"The Tresidder family."
"The Tresidder family—ah!" He said this with great bitterness and passion. After a few seconds he grew calm again. "And have you sought to be revenged?"
"I have sought rather to win back my own. But what do you know of the Tresidders?"
"Nothing—oh, nothing, nothing, nothing! What could I, a poor shipwrecked sailor, know about a great family?" This he said hurriedly, almost fearfully, I thought. Presently he continued, "And you have done no rash deeds, Jasper Pennington?"
"No."
"You have not killed any of their men, their women?"
"No; not yet."
"Oh, be careful. Do you know"—and he heaped some driftwood on the fire—"that one moment of madness drives a man to hell? I've been in hell now for—oh, nigh upon twenty years. Hell, Jasper Pennington, a burning hell! Suffer anything, anything rather than—than—oh, it's nothing. I'm only imagining still; but there—" And he became silent again.

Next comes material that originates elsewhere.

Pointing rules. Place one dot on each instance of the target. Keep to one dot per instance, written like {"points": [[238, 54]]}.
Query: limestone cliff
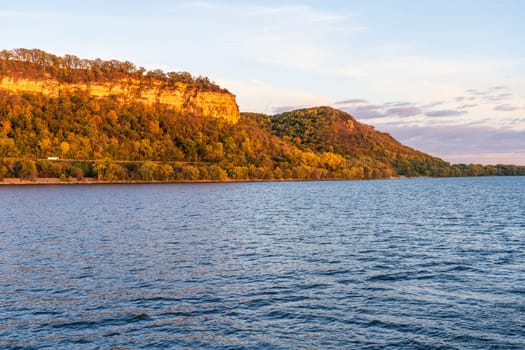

In spite of my many doubts and fears I became interested in the man, and I watched him closely.
"Look, Jasper Pennington," he said presently, "anything got through evil, through bloodshed, through murder carries a curse with it. I've had the curse of Cain upon me now for many a year. I have been a wanderer on the face of the earth, but I have kept my eyes open. Everywhere it has been the same. Blood money, hate money, money evilly got, always carries a curse. Don't touch it, don't touch it! It does not burn the hands—oh, but it burns the heart, the soul! Oh, I have seen! I know!"